In the instructions below, the Post-Training Optimization Tool directory <INSTALL_DIR>/deployment_tools/tools/post_training_optimization_toolkit
is referred to as <POT_DIR>
. <INSTALL_DIR>
is the directory where Intel® Distribution of OpenVINO™ toolkit is installed.
The toolkit is designed to work with the configuration file where all the parameters required for the optimization are specified. These parameters are organized as a dictionary and stored in a JSON file. JSON file allows using comments that are supported by the jstyleson
Python* package. Logically all parameters are divided into three groups:
- Model parameters that are related to the model definition (e.g. model name, model path, etc.)
- Engine parameters that define parameters of the engine which is responsible for the model inference and data preparation used for optimization and evaluation (e.g. preprocessing parameters, dataset path, etc.)

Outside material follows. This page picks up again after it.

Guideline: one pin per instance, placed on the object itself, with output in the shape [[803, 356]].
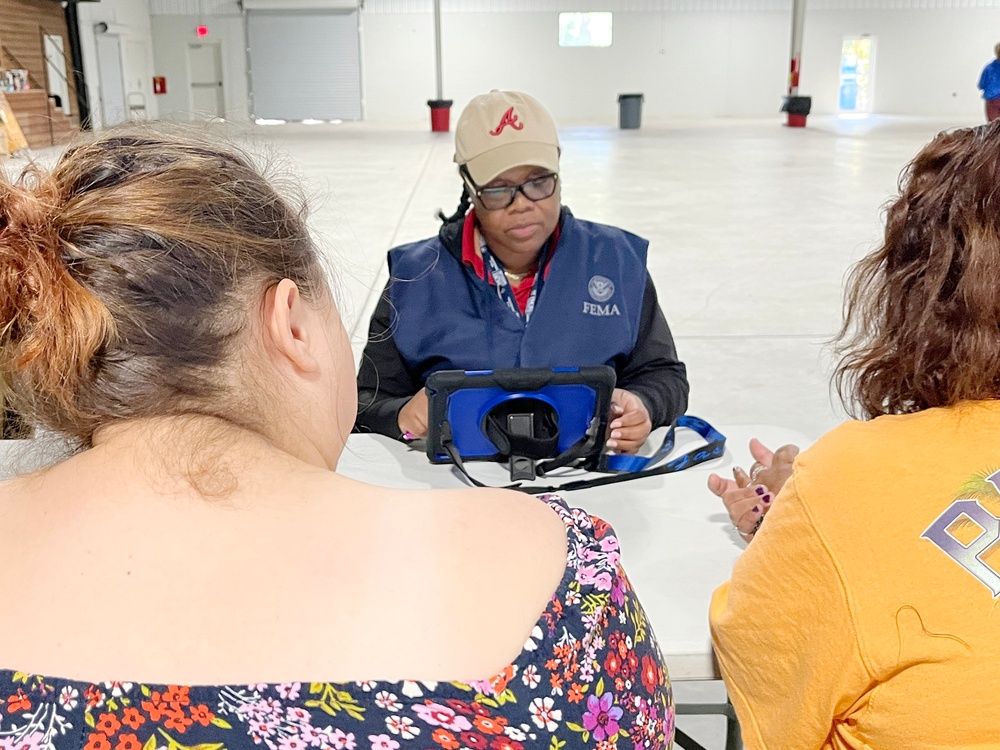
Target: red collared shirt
[[474, 259]]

- Compression parameters that are related to the optimization algorithm (e.g. algorithm name and specific parameters)
Model Parameters
This section contains only three parameters:
"model_name"
- string parameter that defines a model name, e.g. "MobileNetV2"
"model"
- string parameter that defines the path to an input model topology (.xml)
"weights"
- string parameter that defines the path to an input model weights (.bin)
Engine Parameters
There are two engine types in Post-Training Optimization Tool.

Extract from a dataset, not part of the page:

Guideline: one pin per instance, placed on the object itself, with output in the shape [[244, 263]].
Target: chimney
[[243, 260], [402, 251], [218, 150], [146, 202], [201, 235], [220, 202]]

- AccuracyChecker engine. It relies on the Deep Learning Accuracy Validation Framework (AccuracyChecker) when inferencing DL models and working with datasets. The benefit of this mode is you can compute accuracy in case you've annotations. And perform accuracy aware algorithms family. There are two options to define engine parameters in that mode:
- Refer to the existing AccuracyChecker configuration file which is represented by the YAML file. It can be a file used for full-precision model validation. In this case, you should define only the
"config"
parameter containing a path to the AccuracyChecker configuration file.
- Define all the required AccuracyChecker parameters directly in the JSON file. For more details, refer to the corresponding AccuracyChecker information and examples of configuration files provided with the tool:
- For the SE-ResNet-50 model: <POT_DIR>/configs/examples/quantization/classification/se_resnet50_pytorch_int8.json
- For the SSD-MobileNet model: <POT_DIR>/configs/examples/quantization/object_detection/ssd_mobilenetv1_int8.json
- Simplified. It does not use the AccuracyChecker tool and annotation. To measure accuracy, you should implement your own pipeline similar to the sample or run the evaluation script from the tool folder, if your model and dataset are supported by the AccuracyChecker. If you use the evaluation script, you should also define an AccuracyChecker config.

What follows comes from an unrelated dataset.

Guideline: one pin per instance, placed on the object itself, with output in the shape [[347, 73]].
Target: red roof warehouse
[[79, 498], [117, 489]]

- To run the simplified mode, define engine section similar to the example
mobilenetV2_tf_int8_simple_mode.json
file from the <POT_DIR>/configs/examples/quantization/classification/
directory.
Compression Parameters
This section defines optimization algorithms and their parameters. For more details about parameters of the concrete optimization algorithm, please refer to the corresponding documentation.
Examples of the Configuration File
For a quick start, several examples of configuration files for popular DL models are provided. The configuration files located in the <POT_DIR>/configs/examples
folder. For details on how to run the Post-Training Optimization Tool with a sample configuration file, see the instructions.